When the Women’s Health Initiative (WHI) study was published in 2002, women across America, including my patients, flushed their hormone therapy down the toilet when they learned the estrogen they had been prescribed would give them breast cancer. Which of course, we now know is not true.
I expected droves of estrogen-deprived women to complain of hot flashes, insomnia, and vaginal dryness, and they did. But what I did not expect were the women who complained of joint pain. I am embarrassed to admit that the first time a patient told me that since she stopped her estrogen, she could barely make it through a game of tennis her joints hurt so much, I told her it was likely unrelated. I referred her to an orthopedic surgeon. He was as clueless as I was and diagnosed fibromyalgia.
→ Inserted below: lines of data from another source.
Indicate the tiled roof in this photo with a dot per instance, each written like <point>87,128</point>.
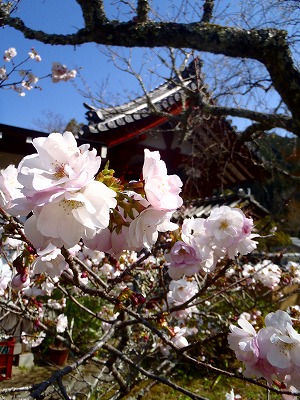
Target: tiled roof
<point>201,208</point>
<point>163,99</point>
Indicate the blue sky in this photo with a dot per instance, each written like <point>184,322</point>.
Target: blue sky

Over subsequent months, I saw an increasing number of patients who begged to restart hormone therapy, not just because of hot flashes and insomnia, but also because of achy, stiff, painful joints.
It didn’t take me long to appreciate an association between stopping estrogen therapy and the worsening of arthritis.
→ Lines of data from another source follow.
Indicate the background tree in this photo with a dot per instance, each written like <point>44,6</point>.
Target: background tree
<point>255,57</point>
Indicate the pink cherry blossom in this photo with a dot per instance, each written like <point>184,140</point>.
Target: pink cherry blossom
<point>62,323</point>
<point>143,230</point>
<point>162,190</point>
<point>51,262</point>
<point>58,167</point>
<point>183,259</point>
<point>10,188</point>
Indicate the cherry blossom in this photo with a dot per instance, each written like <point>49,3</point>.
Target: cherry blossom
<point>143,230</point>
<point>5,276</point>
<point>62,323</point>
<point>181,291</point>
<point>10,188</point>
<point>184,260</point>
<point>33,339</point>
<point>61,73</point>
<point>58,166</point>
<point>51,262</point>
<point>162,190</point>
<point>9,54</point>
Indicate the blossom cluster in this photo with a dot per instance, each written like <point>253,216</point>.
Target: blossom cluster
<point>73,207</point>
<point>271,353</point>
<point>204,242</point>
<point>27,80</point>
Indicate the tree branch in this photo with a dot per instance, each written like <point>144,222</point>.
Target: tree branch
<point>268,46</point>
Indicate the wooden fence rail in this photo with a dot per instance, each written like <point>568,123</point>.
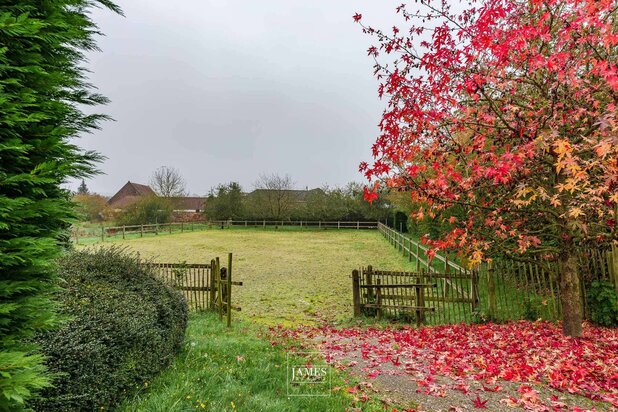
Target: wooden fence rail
<point>428,297</point>
<point>106,232</point>
<point>206,286</point>
<point>506,288</point>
Given that the entire musculoskeletal system is loaded with estrogen receptors it is hardly surprising that the loss of estrogen would have a profound impact on not just bones, but also joints and muscles.
Yet here we are 20 years later, and the majority of medical professionals do not appreciate or address the impact of menopause on joints, mobility, muscle wasting, and strength. But, Dr. Vonda Wright, an orthopedic surgeon who has observed these changes in many of her patients, has been on a mission to change that.
Vonda Wright MD coins the term “Musculoskeletal Syndrome of Menopause”
The Musculoskeletal Syndrome of Menopause is a term recently introduced by Dr. Wright to describe the typical symptoms impacted by the precipitous drop in estrogen surrounding the menopause transition.
Earlier this year after I heard Dr. Wright speak, I invited her to be a guest on my podcast. We had a fascinating conversation and discussed how a lack of estrogen sabotages the ability to be active and that lack of activity impacts not only bone health and cardiovascular health but also cognitive function. It was eye-opening for me and the thousands of women who downloaded that episode.
One major theme we keep returning to is the lack of awareness of the impact of menopause on the musculoskeletal system. In most cases, symptoms like frozen shoulder, joint pain, and muscle wasting are simply attributed to aging.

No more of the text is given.